Toplanan deliller, karar yerinde incelenip, sanıklar …… ve …… maktül ……. kasten öldürme suçunun sübutu kabul, oluşa ve soruşturma sonuçlarına uygun şekilde suçların niteliği tayin, tahrike ve takdire ilişen cezayı azaltıcı sebeplerin nitelik ve derecesi takdir kılınmış, savunmaları inandırıcı gerekçelerle reddedilmiş, incelenen dosyaya göre verilen hükümlerde bozma nedeni dışında isabetsizlik görülmemiş olduğundan sanık Tanju müdafiinin delillerin takdirinde isabetsizlik bulunduğuna, sübuta, vesaireye, sanık …… müdafıinin, delillerin takdirinde isabetsizlik bulunduğuna, eksik incelemeye, sübuta, ilişen, Cumhuriyet Savcısının Sanık …… fiilinin TCK.nun 39/1, 39/2-a,c, 82/1-d maddeleri kapsamında kaldığına yönelen ve yerinde görülmeyen temyiz itirazlarının reddiyle,
1-Sanık……. maktül ……. kasten öldürme sucundan kurulan resen de temyize tabi bulunan hükmün tebliğnamedeki düşünce gibi ONANMASINA,
2-Sanık …… hakkında öldürme suçundan kurulan hüküm yönünden;
Oluşa ve dosya içeriğine göre, sanık….. ve …… resmi nikahlı karı-koca oldukları maktül …….. sanıklardan …… babası olduğu, Kayseri’de ikamet eden sanıklar …… ve ….. bir süre önce İstanbul’a geldikleri ve maktülün alt katındaki evde oturmaya başladıkları, ilerleyen günlerde her iki sanığın tekrar Kayseri’ye dönmek istemeleri üzerine maktül …… ile sanıklar ….. ve …… arasında zaman zaman tartışmalar yaşandığı, olay günü yine aynı konudan dolayı taraflar arasında tartışma çıktığı, maktül …. sanık …. kafa attığı, kızı sanık …… tokat attığı, bunun üzerine sanık……. mutfağa giderek ekmek bıçağını aldığı, “Al bu bıçağı babama vur, yoksa sana karılık yapmam” diyerek bıçağı kocası olan sanık ……. verdiği, sanık……. sanık …… almış olduğu ekmek bıçağını öldürmek kastı ile maktül ….. öldürücü nahiyesine bir kez vurarak maktulü öldürdüğü olayda; Somut olaya ilişkin olarak hukuki nitelendirme yapılırken karşımıza çıkan en önemli sorun şeriklerin sorumluluklarının kapsamının belirlenmesi ile ilgilidir;
Yargıtay 1. Ceza Dairemizin 25.06.2014 gün, 2013/3531 esas ve 2014/3655 karar sayılı kararında da ayrıntılı olarak belirtildiği üzere, müşterek fail işlediği haksızlıkla doğrudan muhatap olduğundan, onun cezalandırılabilmesi için başka bîr kurala ihtiyaç yoktur.
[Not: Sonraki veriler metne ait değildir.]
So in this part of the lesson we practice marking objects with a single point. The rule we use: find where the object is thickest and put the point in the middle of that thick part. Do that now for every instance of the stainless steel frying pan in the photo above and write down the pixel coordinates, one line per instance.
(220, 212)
Bu nedenle suçu birlikte işleyen failler, kendi fiillerine göre cezalandırılırlar. Zira müşterek faillerin her birinin fiili haksızlık niteliğini kendi fiilinden alır ve diğerine bağlılık arzetmez. Bu nedenle, müşterek faillerden birisinde bulunan nitelikli hal, diğerleri tarafından bilinse de onu etkilemez.
Buna karşılık, şeriklerin sorumluluğu doğrudan değildir, şerikler, suçtan bağlılık kuralı gereğince sorumlu tutulurlar. Başka bir anlatımla, şeriklerin suçla irtibatları failin şahsına ve işlediği fiile bağlılık arz etmektedir. Bu nedenle, şerikler kendilerince bilinen ve failin işlediği fiilden veya şahsından kaynaklanan nitelikli hallerden etkilenirler.
Sonuç olarak; ister fiilden, isterse failin veya mağdurun şahsından ya da özelliklerinden kaynaklanmış olsun, eylemin “nitelikli kasten öldürme” suçunu oluşturup oluşturmadığı faile göre belirlenir ve bu hal şeriklere sirayet ettirilir. Bu durum, TCK’nun 82. maddesinde sayılan tüm nitelikli haller için geçerlidir.
Buna göre somut olayda;
Maktulün kızı olan sanık ……, …. maktül …… kasten öldürme suçuna, suçta kullanılan bıçağı getirip vermekle yardım ettiği anlaşılmakla, TCK’nun 81/1, 39/2-b, 29 ve 62 maddeleri uyarınca cezalandırılması yerine bağlılık kuralına yanlış anlam verilmek suretiyle yazılı şekilde TCK’nin 82/1-d, 37/1, 38/1 maddeleri uyarınca hüküm kurulması,
Yasaya aykırı olup, sanık ……..müdafıinin ve Cumhuriyet Savcısının temyiz itirazlarının bu itibarla kabulüyle, sanık …… kasten öldürme suçundan kurulan, re’sen de temyize tabi bulunan hükmün tebliğnamedeki düşünceye aykırı olarak
BOZULMASINA, ceza miktarı ve tutuklulukta kalınan süre nazara alınarak sanık ….. müdafiinin tahliye talebinin reddine, 26/01/2015 gününde oybirliği ile karar verildi.